Volvió a oírse la música tras ellos. El Juez miró un instante hacia la sala.

– Hasta mañana, Ortega – le dijo al conserje, ya pasando el umbral hacia la calle.

Había un Balilla marrón. El chófer estaba en mangas de camisa, casi sentado en el guardabarros. Saludó y les abría la portezuela. El Juez se detuvo un momento delante del coche y levantó la vista hacia el cielo nocturno. Luego inclinó su largo cuerpo y se metió en el auto. El Secretario entró detrás, y el chófer les cerró la portezuela. Veían a la derecha la cara del conserje, que los miraba por detrás de las letras historiadas de los grandes cristales: casino de alcalá. Ya el chófer había dado la vuelta por detrás del automóvil y se sentaba al volante. No le arrancaba a lo pronto, renqueaba. Tiró de la palanquita que le cerraba el aire al motor, y éste se puso en marcha.

– Vicente – dijo el Juez -, al pasar por mi casa, pare un momento, por favor – se dirigió al Secretario -. Voy a dejarle dicho a mi madre que nos vamos, para que cenen ellas, sin esperarme.

Pasaban por la Plaza Mayor. No había nadie. Sólo la silueta de Miguel de Cervantes, en su peana, delgado, con la pluma y el espadín, en medio de los jardincillos, bajo la luna tranquila. De los bares salía luz y humo. Se veían hombres dentro, borrosos, aglomerados en los mostradores. Después el coche se paró.

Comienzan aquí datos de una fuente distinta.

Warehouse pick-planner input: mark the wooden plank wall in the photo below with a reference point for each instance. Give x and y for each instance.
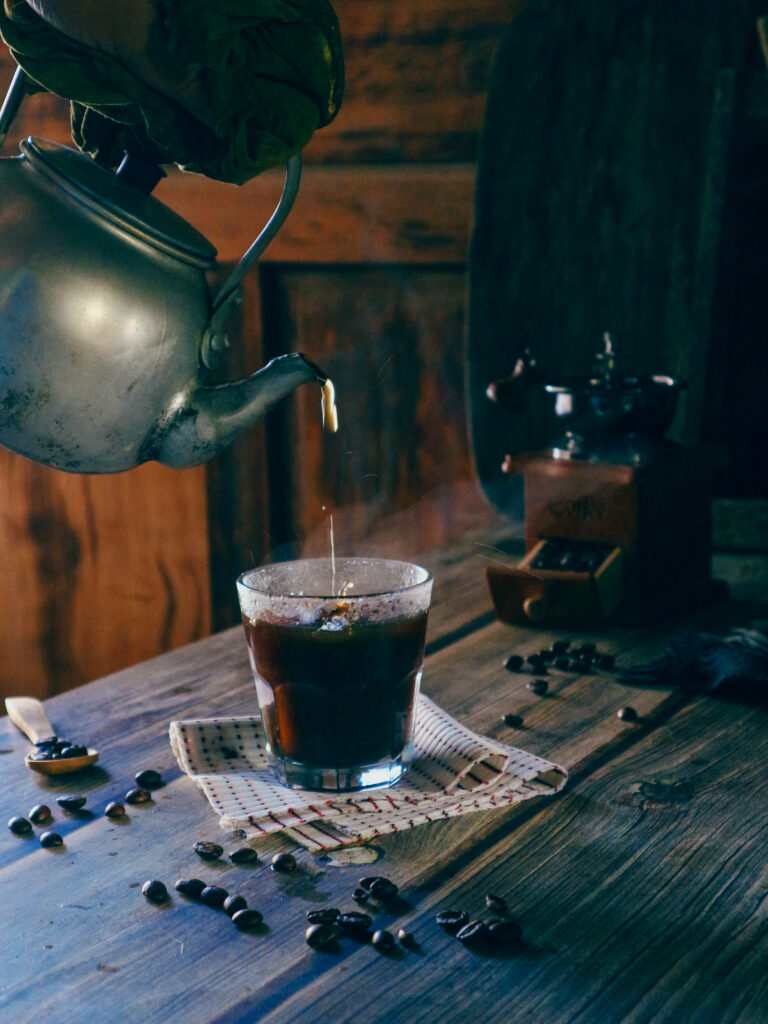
(368, 276)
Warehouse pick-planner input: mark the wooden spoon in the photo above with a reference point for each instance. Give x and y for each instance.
(29, 715)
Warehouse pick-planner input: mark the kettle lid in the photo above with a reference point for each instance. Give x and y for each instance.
(104, 194)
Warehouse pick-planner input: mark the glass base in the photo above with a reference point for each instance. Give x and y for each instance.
(376, 776)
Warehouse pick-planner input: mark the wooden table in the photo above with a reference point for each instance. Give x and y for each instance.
(642, 889)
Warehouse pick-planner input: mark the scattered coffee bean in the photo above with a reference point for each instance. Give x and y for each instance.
(189, 887)
(49, 840)
(232, 904)
(71, 803)
(213, 896)
(513, 664)
(208, 851)
(353, 921)
(246, 920)
(473, 933)
(318, 936)
(285, 862)
(452, 921)
(148, 778)
(40, 813)
(496, 903)
(155, 891)
(383, 940)
(245, 855)
(323, 915)
(383, 889)
(137, 796)
(505, 933)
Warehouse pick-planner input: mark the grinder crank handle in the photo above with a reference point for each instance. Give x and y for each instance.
(29, 715)
(12, 101)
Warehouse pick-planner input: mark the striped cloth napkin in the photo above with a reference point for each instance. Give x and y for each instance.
(455, 771)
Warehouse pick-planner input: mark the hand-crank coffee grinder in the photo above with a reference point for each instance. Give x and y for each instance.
(617, 517)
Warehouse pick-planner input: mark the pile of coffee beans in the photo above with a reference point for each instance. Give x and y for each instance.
(565, 655)
(56, 749)
(499, 931)
(327, 925)
(236, 907)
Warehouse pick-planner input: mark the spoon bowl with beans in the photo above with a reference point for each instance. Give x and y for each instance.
(51, 756)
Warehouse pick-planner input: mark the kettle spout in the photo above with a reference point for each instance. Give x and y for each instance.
(203, 421)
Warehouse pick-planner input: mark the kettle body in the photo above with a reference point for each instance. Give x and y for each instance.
(108, 325)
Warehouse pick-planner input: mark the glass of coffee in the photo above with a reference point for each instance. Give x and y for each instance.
(337, 647)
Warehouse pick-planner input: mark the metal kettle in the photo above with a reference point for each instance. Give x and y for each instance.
(108, 327)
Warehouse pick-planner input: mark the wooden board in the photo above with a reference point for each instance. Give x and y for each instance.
(628, 879)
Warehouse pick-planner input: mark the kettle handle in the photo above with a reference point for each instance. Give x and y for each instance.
(229, 291)
(13, 97)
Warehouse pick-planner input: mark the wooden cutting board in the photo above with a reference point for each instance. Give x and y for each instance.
(601, 171)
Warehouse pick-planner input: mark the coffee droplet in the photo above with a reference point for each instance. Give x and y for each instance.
(330, 415)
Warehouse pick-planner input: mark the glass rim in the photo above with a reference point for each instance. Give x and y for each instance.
(342, 559)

– Vaya usted mismo, Vicente – le dijo el Juez -, tenga la bondad. Le dice a la doncella que nos vamos para San Fernando y que podré tardar un par de horas en estar de regreso.

– Bien, señor Juez.

Se apeó del coche y llamaba al timbre de una puerta. Luego la puerta se abrió y el mecánico hablaba con la criada, cuya figura se recortaba en el umbral, contra la luz que salía de la casa. Ya terminaba de dar el recado, pero la puerta no llegó a cerrarse, porque otra figura de mujer aparecía por detrás de la doncella, apartándola, y cruzaba la acera hasta el coche.